La penisola iberica alla fine del secolo XI. La contea del Portogallo è parte del regno di Galizia.
 
Il confine tra la contea del Portogallo, il regno di Galizia e il regno di León.
 
Enrico di Borgogna, conte del Portogallo.

In un documento del 1082 circa suo fratello Oddone, confermando una donazione ricevuta da suo fratello Ugo I, cita anche Enrico definendolo un fanciullo (Henricus puer), ci conferma la data di nascita attorno al 1070[2].

Essendo l'ultimo di sette figli (il quarto maschio) Enrico valutò di avere poche possibilità di ereditare il titolo di duca di Borgogna, per cui, quando aveva circa diciotto anni, si recò nella penisola iberica, per prendere parte alla lotta contro i Mori, che sotto la guida degli Almoravidi stavano prendendo il sopravvento, al seguito del fratello, Oddone[2], futuro duca di Borgogna.
Enrico giunse in Castiglia tra la fine del 1086 e l'inizio del 1087, assieme al suo lontano cugino, Raimondo di Borgogna.

La zia di Enrico e Oddone, Costanza, figlia del duca di Borgogna Roberto I e di Hélie de Samur, che era la terza moglie del re di León e Castiglia Alfonso VI, li invitò a corte,[2] assieme a Raimondo, che, in quello stesso 1087, si fidanzò con la figlia di Costanza e di re Alfonso VI, Urraca, mentre a Enrico fu promessa la mano di Teresa (circa 1080-1130), figlia naturale di Alfonso VI.

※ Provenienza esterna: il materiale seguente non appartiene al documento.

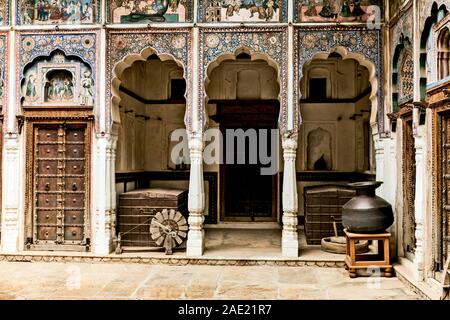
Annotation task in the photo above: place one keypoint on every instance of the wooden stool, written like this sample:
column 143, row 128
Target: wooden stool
column 381, row 260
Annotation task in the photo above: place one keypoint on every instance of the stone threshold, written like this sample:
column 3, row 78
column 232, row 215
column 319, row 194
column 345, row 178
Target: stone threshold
column 177, row 260
column 429, row 289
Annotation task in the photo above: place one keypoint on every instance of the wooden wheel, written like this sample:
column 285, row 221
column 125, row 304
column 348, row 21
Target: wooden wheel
column 169, row 223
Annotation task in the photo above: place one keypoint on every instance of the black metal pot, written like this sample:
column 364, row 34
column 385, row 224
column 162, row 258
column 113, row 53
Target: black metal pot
column 366, row 212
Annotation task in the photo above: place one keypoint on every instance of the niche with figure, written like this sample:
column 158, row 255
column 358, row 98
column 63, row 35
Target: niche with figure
column 59, row 86
column 319, row 150
column 57, row 80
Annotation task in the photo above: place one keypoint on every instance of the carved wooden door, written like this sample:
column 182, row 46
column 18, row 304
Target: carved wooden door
column 444, row 229
column 409, row 187
column 60, row 204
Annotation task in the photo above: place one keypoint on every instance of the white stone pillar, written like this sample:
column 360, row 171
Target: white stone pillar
column 196, row 201
column 102, row 243
column 420, row 201
column 11, row 192
column 289, row 238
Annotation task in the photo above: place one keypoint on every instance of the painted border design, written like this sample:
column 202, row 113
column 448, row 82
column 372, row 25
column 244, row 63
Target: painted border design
column 97, row 15
column 312, row 40
column 109, row 18
column 6, row 10
column 31, row 45
column 270, row 42
column 122, row 44
column 296, row 17
column 201, row 12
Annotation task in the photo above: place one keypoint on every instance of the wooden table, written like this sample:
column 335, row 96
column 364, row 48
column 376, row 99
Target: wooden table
column 381, row 260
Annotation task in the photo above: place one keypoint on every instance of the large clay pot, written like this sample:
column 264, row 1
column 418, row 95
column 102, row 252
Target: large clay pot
column 366, row 212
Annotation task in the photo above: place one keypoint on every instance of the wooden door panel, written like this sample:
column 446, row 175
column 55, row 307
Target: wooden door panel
column 74, row 184
column 47, row 167
column 74, row 200
column 75, row 167
column 48, row 151
column 45, row 217
column 75, row 151
column 60, row 191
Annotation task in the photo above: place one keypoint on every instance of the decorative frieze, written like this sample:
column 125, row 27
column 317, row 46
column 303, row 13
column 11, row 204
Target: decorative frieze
column 361, row 44
column 41, row 12
column 4, row 12
column 126, row 47
column 149, row 11
column 242, row 10
column 269, row 44
column 57, row 68
column 320, row 11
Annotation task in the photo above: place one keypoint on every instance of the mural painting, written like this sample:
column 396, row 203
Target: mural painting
column 147, row 11
column 4, row 10
column 58, row 11
column 336, row 10
column 243, row 10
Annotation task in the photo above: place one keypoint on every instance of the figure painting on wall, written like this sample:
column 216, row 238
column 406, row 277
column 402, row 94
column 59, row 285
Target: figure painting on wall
column 147, row 11
column 335, row 10
column 247, row 10
column 87, row 89
column 57, row 11
column 60, row 87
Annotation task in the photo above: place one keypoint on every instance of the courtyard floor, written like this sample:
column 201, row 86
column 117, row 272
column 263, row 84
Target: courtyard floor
column 40, row 280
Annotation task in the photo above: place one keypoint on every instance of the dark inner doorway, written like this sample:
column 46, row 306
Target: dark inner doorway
column 246, row 195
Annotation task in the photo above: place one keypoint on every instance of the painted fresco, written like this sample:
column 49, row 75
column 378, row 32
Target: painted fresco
column 243, row 10
column 336, row 10
column 148, row 11
column 58, row 11
column 4, row 10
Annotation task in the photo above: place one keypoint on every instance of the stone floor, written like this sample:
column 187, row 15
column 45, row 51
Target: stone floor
column 21, row 280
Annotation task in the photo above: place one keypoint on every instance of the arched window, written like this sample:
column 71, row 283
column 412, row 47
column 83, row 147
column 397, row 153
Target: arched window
column 443, row 56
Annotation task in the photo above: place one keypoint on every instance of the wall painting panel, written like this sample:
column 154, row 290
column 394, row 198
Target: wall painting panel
column 242, row 10
column 149, row 11
column 336, row 10
column 58, row 11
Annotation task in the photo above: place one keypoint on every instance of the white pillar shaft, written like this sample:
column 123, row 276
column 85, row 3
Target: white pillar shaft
column 102, row 234
column 420, row 201
column 196, row 201
column 290, row 199
column 10, row 216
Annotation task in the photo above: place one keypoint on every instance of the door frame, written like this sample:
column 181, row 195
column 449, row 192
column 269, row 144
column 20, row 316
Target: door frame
column 30, row 120
column 222, row 167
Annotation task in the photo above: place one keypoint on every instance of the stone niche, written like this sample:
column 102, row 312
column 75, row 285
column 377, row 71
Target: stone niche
column 58, row 81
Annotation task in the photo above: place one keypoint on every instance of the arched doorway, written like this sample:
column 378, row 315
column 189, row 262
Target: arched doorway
column 338, row 95
column 150, row 105
column 242, row 98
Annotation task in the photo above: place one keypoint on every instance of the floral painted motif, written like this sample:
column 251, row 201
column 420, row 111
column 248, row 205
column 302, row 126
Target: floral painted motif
column 175, row 42
column 3, row 65
column 242, row 10
column 58, row 11
column 357, row 40
column 149, row 11
column 269, row 41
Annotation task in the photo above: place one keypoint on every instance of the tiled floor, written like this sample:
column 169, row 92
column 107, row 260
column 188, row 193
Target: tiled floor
column 138, row 281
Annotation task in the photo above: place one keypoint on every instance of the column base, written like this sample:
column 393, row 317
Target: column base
column 289, row 247
column 195, row 246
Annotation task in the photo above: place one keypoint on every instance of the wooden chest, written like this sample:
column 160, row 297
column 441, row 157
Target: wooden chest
column 323, row 206
column 137, row 209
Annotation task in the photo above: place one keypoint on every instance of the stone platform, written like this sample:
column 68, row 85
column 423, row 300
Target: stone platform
column 239, row 247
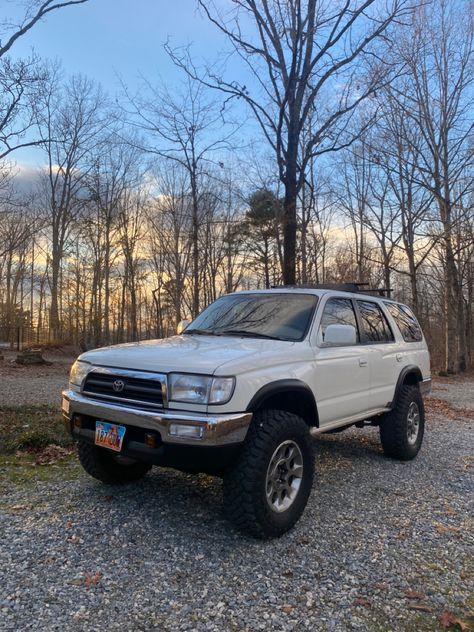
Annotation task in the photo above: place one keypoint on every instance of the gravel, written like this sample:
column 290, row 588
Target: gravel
column 379, row 540
column 33, row 384
column 457, row 392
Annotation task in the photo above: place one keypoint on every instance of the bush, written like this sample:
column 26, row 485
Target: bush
column 31, row 427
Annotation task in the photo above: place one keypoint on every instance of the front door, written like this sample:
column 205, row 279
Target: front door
column 342, row 377
column 384, row 352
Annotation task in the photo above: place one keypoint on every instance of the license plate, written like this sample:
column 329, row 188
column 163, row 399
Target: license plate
column 109, row 435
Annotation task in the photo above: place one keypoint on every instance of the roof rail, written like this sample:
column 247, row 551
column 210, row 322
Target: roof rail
column 342, row 287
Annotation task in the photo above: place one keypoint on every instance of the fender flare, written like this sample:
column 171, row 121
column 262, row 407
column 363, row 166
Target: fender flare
column 286, row 386
column 407, row 370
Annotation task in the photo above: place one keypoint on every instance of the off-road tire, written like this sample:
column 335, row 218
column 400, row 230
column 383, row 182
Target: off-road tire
column 245, row 498
column 104, row 466
column 394, row 433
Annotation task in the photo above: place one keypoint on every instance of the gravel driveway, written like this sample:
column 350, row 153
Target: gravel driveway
column 383, row 545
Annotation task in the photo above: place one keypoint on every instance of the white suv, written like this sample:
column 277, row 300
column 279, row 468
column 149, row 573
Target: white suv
column 241, row 390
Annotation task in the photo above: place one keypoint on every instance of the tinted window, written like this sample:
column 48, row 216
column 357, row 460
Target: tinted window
column 337, row 311
column 406, row 322
column 275, row 315
column 375, row 327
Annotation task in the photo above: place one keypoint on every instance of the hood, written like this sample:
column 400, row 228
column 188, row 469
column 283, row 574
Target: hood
column 192, row 354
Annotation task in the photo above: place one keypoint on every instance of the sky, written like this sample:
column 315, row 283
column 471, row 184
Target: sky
column 105, row 39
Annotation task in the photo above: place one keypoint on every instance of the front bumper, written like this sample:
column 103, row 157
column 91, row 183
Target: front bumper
column 216, row 429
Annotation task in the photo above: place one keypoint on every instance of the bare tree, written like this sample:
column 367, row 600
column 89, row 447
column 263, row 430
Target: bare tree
column 21, row 80
column 70, row 124
column 439, row 54
column 185, row 128
column 300, row 56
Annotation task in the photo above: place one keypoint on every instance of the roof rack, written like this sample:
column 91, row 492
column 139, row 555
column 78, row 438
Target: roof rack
column 343, row 287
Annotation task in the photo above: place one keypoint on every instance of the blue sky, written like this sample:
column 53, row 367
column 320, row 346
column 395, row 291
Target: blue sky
column 106, row 38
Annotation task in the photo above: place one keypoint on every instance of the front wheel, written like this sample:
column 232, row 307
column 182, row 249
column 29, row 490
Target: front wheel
column 109, row 467
column 266, row 491
column 402, row 429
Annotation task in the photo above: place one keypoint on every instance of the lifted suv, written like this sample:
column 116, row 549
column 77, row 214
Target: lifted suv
column 241, row 390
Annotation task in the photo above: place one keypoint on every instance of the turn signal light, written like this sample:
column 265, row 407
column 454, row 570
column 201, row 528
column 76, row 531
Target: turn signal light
column 150, row 440
column 183, row 430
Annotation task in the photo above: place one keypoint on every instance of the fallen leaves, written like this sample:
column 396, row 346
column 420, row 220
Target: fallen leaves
column 362, row 601
column 448, row 620
column 52, row 454
column 89, row 579
column 92, row 579
column 414, row 594
column 442, row 528
column 422, row 607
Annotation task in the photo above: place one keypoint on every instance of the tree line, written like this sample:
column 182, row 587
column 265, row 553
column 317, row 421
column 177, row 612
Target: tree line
column 342, row 152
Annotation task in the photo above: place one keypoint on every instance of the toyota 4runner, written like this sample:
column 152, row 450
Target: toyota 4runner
column 242, row 389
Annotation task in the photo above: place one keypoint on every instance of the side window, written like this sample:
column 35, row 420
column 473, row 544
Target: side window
column 337, row 311
column 406, row 322
column 375, row 327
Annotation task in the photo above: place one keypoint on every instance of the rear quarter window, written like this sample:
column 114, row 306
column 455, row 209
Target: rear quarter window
column 375, row 327
column 406, row 322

Nel 1092, molto probabilmente il 24 agosto, fu celebrato il matrimonio tra Enrico e Teresa[4].

Nel 1093 Alfonso VI concesse il governo del regno di Galizia al genero Raimondo[5] e, ad Enrico, dopo averlo investito della signoria di Braga[2], concesse[2] la contea di Portogallo, in sottordine a Raimondo.

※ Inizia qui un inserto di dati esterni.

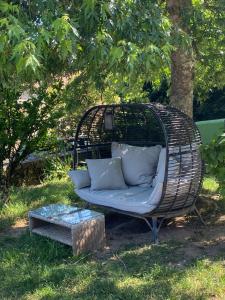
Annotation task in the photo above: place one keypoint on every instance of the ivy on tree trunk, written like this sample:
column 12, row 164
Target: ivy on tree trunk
column 182, row 59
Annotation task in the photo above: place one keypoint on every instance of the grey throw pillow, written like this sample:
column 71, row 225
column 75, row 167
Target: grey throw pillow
column 80, row 178
column 138, row 163
column 106, row 174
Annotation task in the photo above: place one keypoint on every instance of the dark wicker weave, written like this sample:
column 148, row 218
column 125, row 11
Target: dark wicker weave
column 148, row 125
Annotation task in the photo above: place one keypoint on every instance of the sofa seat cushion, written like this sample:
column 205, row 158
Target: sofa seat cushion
column 134, row 199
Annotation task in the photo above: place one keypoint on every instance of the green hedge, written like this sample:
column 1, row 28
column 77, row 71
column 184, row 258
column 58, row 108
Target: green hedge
column 210, row 129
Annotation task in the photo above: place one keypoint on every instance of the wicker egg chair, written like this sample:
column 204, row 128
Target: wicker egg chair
column 148, row 125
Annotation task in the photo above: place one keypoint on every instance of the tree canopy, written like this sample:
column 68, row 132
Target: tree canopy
column 66, row 55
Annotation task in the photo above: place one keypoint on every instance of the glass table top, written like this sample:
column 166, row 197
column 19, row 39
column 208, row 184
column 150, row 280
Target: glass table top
column 65, row 213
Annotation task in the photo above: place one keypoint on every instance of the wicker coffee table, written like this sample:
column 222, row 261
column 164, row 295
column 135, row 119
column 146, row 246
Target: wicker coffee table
column 83, row 229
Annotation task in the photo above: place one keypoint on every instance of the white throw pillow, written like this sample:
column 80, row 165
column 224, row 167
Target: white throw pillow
column 80, row 178
column 106, row 174
column 138, row 163
column 160, row 172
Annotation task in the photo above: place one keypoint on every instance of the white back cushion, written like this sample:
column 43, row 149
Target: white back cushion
column 106, row 173
column 138, row 163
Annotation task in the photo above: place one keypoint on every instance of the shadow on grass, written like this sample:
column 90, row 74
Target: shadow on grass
column 24, row 199
column 36, row 268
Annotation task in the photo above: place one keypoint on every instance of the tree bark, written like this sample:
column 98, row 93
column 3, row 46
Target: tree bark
column 182, row 60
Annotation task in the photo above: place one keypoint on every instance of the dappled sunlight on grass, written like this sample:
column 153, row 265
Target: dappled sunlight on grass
column 33, row 267
column 23, row 199
column 210, row 185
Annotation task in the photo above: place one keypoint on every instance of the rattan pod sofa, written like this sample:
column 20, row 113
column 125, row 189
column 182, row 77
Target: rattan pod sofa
column 147, row 125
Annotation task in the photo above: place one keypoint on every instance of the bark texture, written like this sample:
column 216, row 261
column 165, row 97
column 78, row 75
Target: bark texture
column 182, row 60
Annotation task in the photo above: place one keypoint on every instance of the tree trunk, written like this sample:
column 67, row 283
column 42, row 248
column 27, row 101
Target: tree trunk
column 4, row 185
column 182, row 60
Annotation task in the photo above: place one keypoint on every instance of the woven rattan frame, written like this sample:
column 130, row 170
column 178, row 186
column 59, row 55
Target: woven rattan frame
column 146, row 125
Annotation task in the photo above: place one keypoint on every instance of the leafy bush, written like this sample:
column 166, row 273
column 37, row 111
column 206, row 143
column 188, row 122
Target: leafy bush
column 214, row 156
column 57, row 167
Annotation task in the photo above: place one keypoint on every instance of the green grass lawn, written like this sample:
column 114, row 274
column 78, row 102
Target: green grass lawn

Siccome Raimondo pensava di succedere ad Alfonso sul trono di León e Castiglia, sempre tra il 1094 e il 1095, aveva convenuto con Enrico di lasciargli il regno di Galizia[6][7].

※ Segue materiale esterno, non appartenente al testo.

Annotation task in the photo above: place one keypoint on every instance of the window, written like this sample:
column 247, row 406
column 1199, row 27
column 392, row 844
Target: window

Enrico, stabilita la sua residenza a Guimarães, governò la contea del Portogallo (a sud del fiume Minho) praticamente in autonomia dal regno di Galizia[6], difendendola dagli attacchi dei Mori, sconfiggendoli in parecchie battaglie[6].

Nel 1097 fu investito della contea di Tordesillas[6].

Enrico, essendosi alleggerita la pressione dei musulmani, poté compiere un pellegrinaggio a Santiago di Compostela nell'inverno 1097-1098. Poi, dopo avere subito una sconfitta a opera dei Mori nel 1100, a Malagón[6], fu alla corte di Alfonso nel periodo 1000-1001; dopo, tra il 1101 e il 1003, si recò in Palestina[6] ed infine alternò la sua presenza a Coimbra nella gestione della contea a periodi alla corte di Alfonso.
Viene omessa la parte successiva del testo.